Education

Ohio State Raising Fees For Online Courses Is A Big Deal


When big education institutions make policy changes, it can be deceiving. We think it’s big news, or maybe, because we care, we think that it should be big news. Whether it is or not depends on the news as well as the institution. We think and talk too much about what Harvard does, probably not nearly enough about what happens at the University of Central Florida, the largest school in the country.

On both measures though, the decision Ohio State University leaders made this week ought to be big. The school is big – enrollment of around 60,000, making it top five or ten in sheer size, depending on how you count. The news, also big. Or at least it should be.

According to local news coverage, university Trustees voted to hike tuition and fees. New in-state freshmen will pay an extra 3.8% in tuition. Out-of-state freshmen will see prices go up 5%. But that’s not the big deal. Prices go up. At most schools, the amount of scholarship and grant aid has been outpacing these increases, leaving actual costs pretty flat for some time.

What is a big deal is that the Trustees also raised fees for out-of-state students taking online classes. And by “raised,” I mean a ton. Last year, out-of-state students who took all their classes online paid a $5 surcharge. Next year, the out-of-state, online surcharge will be $19,493.

The local coverage of the change did not say why the school decided to add nearly $20,000 to the annual tab for remote online students. But the result is pretty clear. With this change, remote online students will pay $34,717 a year to take online classes, out-of-state students who study on campus at Ohio State will pay nearly the same – $35,019.

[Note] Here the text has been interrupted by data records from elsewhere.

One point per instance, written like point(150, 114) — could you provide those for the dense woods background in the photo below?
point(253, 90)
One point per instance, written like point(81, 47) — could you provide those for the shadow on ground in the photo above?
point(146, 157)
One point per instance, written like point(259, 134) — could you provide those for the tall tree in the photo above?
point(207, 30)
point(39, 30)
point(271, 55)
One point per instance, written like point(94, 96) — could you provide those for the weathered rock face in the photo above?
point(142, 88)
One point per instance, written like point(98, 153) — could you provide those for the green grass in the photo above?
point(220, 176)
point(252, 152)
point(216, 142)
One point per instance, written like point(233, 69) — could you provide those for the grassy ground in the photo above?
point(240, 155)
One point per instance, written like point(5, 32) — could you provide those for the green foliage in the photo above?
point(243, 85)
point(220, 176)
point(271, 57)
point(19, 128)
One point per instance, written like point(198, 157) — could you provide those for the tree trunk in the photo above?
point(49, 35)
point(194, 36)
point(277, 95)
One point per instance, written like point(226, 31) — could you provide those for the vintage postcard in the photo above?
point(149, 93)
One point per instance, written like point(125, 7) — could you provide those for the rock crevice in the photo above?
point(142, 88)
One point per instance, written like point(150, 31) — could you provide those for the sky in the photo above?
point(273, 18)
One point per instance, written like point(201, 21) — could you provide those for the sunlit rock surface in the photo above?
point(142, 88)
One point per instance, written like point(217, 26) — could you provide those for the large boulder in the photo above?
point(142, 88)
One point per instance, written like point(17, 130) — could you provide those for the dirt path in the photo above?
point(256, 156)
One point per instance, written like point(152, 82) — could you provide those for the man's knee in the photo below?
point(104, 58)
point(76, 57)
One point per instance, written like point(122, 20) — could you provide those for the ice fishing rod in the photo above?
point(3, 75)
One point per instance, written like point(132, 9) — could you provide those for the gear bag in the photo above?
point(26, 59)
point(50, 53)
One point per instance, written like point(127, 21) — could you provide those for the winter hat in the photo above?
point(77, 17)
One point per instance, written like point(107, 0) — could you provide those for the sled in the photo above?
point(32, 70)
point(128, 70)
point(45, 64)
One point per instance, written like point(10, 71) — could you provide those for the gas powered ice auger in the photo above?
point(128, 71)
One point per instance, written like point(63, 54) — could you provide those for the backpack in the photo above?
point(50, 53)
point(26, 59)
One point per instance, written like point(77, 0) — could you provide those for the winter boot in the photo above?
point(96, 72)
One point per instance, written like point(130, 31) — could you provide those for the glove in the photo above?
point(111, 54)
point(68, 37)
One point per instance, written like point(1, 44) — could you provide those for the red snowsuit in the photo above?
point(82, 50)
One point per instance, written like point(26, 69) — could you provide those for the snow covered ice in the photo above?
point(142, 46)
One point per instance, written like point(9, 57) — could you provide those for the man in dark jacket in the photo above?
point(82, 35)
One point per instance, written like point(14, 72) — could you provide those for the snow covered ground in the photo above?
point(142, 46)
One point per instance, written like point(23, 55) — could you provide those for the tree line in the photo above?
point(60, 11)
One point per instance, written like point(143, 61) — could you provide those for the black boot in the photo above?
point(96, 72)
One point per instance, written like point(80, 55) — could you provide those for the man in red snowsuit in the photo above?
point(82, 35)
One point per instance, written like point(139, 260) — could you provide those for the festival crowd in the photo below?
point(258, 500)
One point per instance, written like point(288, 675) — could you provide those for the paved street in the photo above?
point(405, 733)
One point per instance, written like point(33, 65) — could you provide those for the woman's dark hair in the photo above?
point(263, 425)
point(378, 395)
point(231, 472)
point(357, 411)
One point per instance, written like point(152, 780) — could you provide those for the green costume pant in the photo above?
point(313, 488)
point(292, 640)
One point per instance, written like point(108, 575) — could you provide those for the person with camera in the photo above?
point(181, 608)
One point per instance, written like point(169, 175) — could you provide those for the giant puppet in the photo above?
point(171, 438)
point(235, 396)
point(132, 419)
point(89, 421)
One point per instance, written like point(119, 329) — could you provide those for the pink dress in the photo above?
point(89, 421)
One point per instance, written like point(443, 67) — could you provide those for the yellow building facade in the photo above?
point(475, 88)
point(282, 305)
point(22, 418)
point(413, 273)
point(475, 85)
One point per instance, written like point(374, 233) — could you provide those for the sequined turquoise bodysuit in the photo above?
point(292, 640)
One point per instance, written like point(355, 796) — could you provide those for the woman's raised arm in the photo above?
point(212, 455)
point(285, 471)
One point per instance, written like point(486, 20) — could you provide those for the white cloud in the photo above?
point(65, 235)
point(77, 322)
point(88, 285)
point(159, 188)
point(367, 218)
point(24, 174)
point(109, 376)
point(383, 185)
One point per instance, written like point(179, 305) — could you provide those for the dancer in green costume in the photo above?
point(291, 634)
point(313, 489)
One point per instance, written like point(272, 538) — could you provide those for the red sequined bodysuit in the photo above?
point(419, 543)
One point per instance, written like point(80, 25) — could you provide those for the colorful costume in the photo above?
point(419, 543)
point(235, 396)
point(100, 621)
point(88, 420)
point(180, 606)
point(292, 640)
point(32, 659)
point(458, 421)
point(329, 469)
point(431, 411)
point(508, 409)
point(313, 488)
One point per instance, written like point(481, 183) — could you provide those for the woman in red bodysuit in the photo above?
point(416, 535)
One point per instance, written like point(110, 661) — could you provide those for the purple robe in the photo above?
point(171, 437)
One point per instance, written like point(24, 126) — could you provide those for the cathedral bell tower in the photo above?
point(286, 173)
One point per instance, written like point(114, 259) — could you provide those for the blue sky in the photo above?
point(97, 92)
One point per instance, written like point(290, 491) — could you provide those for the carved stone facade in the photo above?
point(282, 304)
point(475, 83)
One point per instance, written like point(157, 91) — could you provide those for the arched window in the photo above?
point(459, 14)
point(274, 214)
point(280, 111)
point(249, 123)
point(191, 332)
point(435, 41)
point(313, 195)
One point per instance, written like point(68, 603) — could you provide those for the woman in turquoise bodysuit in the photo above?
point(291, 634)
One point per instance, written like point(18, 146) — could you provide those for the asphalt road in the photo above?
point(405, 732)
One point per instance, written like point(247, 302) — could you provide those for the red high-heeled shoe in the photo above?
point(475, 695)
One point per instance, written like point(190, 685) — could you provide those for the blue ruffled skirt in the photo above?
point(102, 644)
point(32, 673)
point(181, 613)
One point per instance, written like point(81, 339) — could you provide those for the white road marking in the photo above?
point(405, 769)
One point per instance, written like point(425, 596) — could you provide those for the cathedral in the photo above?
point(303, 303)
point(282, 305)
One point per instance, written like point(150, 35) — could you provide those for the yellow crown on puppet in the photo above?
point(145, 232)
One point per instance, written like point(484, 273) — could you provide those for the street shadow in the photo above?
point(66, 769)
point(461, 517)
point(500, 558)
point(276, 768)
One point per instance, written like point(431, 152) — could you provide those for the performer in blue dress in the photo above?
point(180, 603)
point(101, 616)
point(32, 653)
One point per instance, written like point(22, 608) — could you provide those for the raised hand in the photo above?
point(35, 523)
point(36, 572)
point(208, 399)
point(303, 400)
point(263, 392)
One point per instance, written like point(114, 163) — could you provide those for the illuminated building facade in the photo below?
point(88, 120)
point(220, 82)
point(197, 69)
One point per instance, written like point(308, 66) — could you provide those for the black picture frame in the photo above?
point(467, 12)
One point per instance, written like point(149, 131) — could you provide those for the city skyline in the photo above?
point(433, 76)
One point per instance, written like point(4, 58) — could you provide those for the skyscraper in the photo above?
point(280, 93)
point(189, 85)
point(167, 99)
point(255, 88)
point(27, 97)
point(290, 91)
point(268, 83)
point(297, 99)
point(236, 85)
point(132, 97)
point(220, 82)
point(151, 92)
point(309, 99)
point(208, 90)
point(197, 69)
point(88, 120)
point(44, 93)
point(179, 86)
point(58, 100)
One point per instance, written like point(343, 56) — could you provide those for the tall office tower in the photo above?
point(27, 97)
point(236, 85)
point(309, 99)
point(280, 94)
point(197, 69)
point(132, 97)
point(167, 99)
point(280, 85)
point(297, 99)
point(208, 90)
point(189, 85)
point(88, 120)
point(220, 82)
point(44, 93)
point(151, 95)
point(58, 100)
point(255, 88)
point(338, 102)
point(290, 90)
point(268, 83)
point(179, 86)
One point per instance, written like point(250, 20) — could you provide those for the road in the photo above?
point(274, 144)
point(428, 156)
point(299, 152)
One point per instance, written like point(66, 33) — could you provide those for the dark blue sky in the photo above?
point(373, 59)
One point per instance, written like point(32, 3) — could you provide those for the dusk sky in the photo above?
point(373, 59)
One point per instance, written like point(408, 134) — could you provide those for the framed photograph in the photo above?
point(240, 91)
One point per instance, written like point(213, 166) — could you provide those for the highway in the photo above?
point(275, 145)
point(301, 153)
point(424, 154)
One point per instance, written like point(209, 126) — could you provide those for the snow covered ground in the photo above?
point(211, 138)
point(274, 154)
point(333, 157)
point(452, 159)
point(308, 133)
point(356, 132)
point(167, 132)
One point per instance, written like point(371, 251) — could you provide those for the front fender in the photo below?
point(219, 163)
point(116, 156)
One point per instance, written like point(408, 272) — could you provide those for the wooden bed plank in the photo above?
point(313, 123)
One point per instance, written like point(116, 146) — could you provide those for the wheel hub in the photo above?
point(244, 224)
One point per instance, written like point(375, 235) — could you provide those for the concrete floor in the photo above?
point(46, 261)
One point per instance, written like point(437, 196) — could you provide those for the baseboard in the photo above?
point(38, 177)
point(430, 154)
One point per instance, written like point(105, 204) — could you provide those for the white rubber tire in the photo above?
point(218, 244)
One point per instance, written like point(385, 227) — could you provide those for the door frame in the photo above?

The new price structure means that one of the largest schools in the country has leveled up the prices for their online and in-person classes.

From a reputation and degree-value perspective, that’s a great decision. The marketplace is overrun with cheap and easy online degrees of questionable quality – most are churned out by shady for-profit schools as well as few mass-market assembly line schools that are nominally “non-profit.” Institutions that care about their brands don’t want to get in a price war with those places. None of them, Ohio State included, will win a cost and price race to the bottom.  

By making their in-person degrees and online degrees cost the same, they’re saying ‘this is what an Ohio State degree costs and we think it’s worth it. There’s no cheap version of a degree from Ohio State.’ If the school stands behind an online degree and an in-person degree equally, if they say they are the same, they should be priced comparably.

It may not seem like it, but it’s good for students too. There are real, actual and important benefits to studying at a college campus.  Resources, relationships and experiences can be found on campus that simply can’t be delivered at Zoom U. True, there are hidden costs to being on campus, but if it costs just a few hundred dollars more to be on campus than it costs to study at home, that’s an amazing deal. There should not be any incentive for a student to surrender the best parts of college.

But the reason this Ohio State decision is a big deal is definitely not good news for online learning evangelists and investors.

From the beginning, those who saw online programs as the future of college, as the outside dynamic that was going to change colleges, rested their arguments on three points – that online programs would expand access, improve quality and be less expensive than “traditional” on-campus college degree programs.

The access part was easy – online college is obviously more accessible than campus options. The quality argument has been questionable at best and is clearly not aided by the low-cost, low-quality programs that hawk online degrees around every corner. And the Ohio State decision to level-up the prices of its online offerings, really cuts against the idea that online programs can be, or will be, less expensive. At many well-regarded schools, they never have been less expensive.    

In reality, there are legitimate costs pressures on online courses that don’t exist on campus, making it very difficult to design and deliver good online programs inexpensively. Bad ones, sure. Good ones, like the kind Ohio State will be sure to say they provide, remain a price challenge.

Maybe the costs of the programs isn’t why Ohio State moved on their online prices. Maybe they’re just looking for ways to get a few more dollars into their balance sheets, or something else. Whatever the reason, when a school of Ohio State’s size moves their remote, online classes in line with their in-person ones, that’s big news. Or at least is will be.